Quer dizer que a terra firme é vulnerável a incêndios e a área inundada se comporta como diz Bolsonaro? Nela o fogo não se propaga?

Não é o que indica estudo internacional, liderado pela Universidade Federal do Rio Grande do Norte (UFRN), e publicado em 2017 na revista científica PNAS. Com base em dados de satélites e pesquisa de campo, os pesquisadores mostraram que as áreas inundáveis de várzea são mais vulneráveis a incêndios nas épocas de pouca chuva. Imaginava-se que as zonas mais distantes do centro da Amazônia eram mais suscetíveis, mas os pesquisadores descobriram outra coisa. Quando chove pouco, as zonas que normalmente alagam ficam mais expostas e demoram mais a se recuperar das queimadas. Os estudiosos avaliaram a regeneração após o impacto do fogo na estrutura da floresta e na fertilidade do solo.

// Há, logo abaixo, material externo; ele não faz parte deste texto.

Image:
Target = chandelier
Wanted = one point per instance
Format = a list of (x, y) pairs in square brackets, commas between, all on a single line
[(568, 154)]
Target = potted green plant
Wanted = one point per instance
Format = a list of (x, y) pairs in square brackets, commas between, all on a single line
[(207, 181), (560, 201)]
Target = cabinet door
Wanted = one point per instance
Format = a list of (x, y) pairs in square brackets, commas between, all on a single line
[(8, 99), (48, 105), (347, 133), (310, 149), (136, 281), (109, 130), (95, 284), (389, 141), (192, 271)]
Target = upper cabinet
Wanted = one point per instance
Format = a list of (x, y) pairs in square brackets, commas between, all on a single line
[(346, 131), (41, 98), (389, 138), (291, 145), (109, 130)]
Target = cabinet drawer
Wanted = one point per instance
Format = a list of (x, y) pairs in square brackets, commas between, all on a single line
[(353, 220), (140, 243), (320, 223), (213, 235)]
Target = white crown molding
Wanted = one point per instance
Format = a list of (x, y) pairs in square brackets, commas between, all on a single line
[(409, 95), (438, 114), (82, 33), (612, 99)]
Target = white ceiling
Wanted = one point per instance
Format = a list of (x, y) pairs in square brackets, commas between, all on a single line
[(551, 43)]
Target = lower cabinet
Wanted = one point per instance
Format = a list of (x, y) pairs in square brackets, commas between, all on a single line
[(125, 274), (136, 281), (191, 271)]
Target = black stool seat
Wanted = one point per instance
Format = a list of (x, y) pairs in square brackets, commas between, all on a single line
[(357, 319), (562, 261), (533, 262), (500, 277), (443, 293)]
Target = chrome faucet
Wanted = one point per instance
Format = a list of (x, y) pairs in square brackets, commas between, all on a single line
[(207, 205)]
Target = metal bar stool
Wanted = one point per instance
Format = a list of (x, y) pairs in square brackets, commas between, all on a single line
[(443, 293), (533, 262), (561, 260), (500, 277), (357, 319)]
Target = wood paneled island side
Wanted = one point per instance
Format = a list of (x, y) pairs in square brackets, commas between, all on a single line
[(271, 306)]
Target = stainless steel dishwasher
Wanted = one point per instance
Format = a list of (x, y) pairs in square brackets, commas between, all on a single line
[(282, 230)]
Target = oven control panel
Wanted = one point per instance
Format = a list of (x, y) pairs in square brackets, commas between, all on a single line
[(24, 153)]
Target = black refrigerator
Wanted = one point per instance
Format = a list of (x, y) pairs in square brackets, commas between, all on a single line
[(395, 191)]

Ou seja: nem toda a floresta é inundada. E mesmo a parte alagada é vulnerável a incêndios.

Na semana passada, o avião em que Bolsonaro estava teve de arremeter por causa de incêndios no Pantanal - que é a maior planície contínua inundável do planeta. Incrível que a incapacidade de ligar duas ideias não permita constatar que ali está a evidência de que áreas úmidas pegam fogo, sim, e muito.

Bolsonaro abriu o discurso afirmando: “O mundo necessita da verdade para superar seus desafios”.